I can easily relate to this behaviour as I’ve been guilty of it myself until I realised it was completely unproductive. So I learned to spend the time needed upfront to re-evaluate my priorities and streamline my workload to make it manageable. This approach has proved very helpful, and even more so when I started integrating time management expert Julie Morgenstern 4D’s concept.
The 4D’s concept gives you a comprehensive framework to examine your options, namely Delete, Delay, Diminish, or Delegate, when you have too much to do. So take your to-do list out now and ask yourself the 4 following questions for each task you have on your list for today:
Can this task be DELETED?
Don’t assume that everything you put on your to-do list must be done. Sometimes we do things out of habit without re-evaluating whether they’re still necessary, or just to make other people happy. Ask yourself “What’s the worst that would happen if I did not complete this task?”, “does it support one of my goals” and learn to say no, to yourself and others.
Remember when you say yes to something, you always say no to something else, whether you realise it or not. Deleting a task from your to-do doesn’t mean you are unprofessional or irresponsible. On the contrary, it means that you are going to create space for what’s really important in your life.
Can this task be DELAYED?
Let me reassure you, you’re not procrastinating here. It isn’t that you’re putting off doing something out of carelessness or laziness but trying to reschedule a task to a more appropriate time based on your time constraints and priorities. So give yourself permission to postpone a task by one day or one week if it suits you better.
Can this task be DIMINISHED?
This can be done either by creating shortcuts such as automating or skipping altogether some steps of a process or by reducing the deliverable itself. We too often tend to think there are only two ways to do things: either perfectly or poorly. But there are shades of grey in between. So on those days when you have too much to do, it may be a good occasion to put aside your standards for perfection and aim for an acceptable middle ground.
Can this task be DELEGATED?
Sometimes we don’t recognise there are people around us who can help us. We just assume that we only can do the job. But there are options, if you pause and consider, whether at work – being a team member, an intern, or a personal assistant – or at home – being your spouse, your kids, or an external service provider that can be engaged for cleaning or ironing.
Other times we worry that the person might not do as good of a job as we would.
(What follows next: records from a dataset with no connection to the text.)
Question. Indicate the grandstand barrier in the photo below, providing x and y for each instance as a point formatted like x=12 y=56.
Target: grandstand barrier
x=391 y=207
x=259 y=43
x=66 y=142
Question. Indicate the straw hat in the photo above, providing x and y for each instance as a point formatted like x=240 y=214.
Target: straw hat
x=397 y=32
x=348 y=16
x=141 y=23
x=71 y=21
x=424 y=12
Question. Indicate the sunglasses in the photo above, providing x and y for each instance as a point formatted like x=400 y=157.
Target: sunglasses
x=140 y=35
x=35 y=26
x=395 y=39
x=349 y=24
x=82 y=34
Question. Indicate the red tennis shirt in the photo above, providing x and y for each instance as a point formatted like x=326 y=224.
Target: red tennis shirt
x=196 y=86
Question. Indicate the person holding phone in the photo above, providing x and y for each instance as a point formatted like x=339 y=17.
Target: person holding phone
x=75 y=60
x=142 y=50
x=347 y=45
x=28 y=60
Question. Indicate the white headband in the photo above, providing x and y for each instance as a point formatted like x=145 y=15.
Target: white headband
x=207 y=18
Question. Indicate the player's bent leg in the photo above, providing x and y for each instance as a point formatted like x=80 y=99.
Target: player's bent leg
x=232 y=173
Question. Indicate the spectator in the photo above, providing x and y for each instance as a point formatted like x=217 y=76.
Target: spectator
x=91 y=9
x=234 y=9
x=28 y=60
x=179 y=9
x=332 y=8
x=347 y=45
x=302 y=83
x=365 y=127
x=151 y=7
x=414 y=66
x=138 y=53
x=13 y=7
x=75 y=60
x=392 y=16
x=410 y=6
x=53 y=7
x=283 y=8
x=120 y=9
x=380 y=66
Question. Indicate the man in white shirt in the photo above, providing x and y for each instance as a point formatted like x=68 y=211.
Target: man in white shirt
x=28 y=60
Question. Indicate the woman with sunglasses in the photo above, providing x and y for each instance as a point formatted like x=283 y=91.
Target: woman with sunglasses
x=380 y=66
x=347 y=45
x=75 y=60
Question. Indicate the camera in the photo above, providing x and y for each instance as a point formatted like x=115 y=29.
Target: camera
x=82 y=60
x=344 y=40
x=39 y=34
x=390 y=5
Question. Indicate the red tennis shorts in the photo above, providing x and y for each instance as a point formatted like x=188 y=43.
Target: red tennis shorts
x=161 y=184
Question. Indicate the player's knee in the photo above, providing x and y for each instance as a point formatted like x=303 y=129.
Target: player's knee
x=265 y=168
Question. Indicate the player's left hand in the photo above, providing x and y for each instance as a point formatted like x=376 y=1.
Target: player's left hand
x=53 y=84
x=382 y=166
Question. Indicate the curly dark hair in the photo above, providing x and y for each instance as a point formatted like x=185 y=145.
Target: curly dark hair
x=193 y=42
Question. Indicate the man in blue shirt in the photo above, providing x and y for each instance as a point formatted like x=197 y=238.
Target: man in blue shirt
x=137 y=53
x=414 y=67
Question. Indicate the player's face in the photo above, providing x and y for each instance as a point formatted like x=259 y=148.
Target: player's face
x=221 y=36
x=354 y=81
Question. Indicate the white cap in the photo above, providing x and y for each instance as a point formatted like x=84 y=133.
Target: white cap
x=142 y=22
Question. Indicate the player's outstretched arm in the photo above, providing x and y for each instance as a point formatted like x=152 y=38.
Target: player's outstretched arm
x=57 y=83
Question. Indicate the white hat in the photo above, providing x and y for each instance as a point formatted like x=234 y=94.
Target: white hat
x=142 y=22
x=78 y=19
But isn’t there value in delegating if someone can do a job well enough while giving you the opportunity to focus on those tasks that require your knowledge or skills? Delegating is actually a good opportunity to develop your staff or get your children to pick up new skills. Kill two birds with one stone!
What does your schedule look like for today now? You know, time is finite so there’s no other way than making choices about how we use it. The 4D’s concept is a great way to get back in control of your time. It has personally taught me to let go of the guilt I was experiencing when I was streamlining my workload because I had too much to do. I trust it can help you too. So have a go and let me know how it went!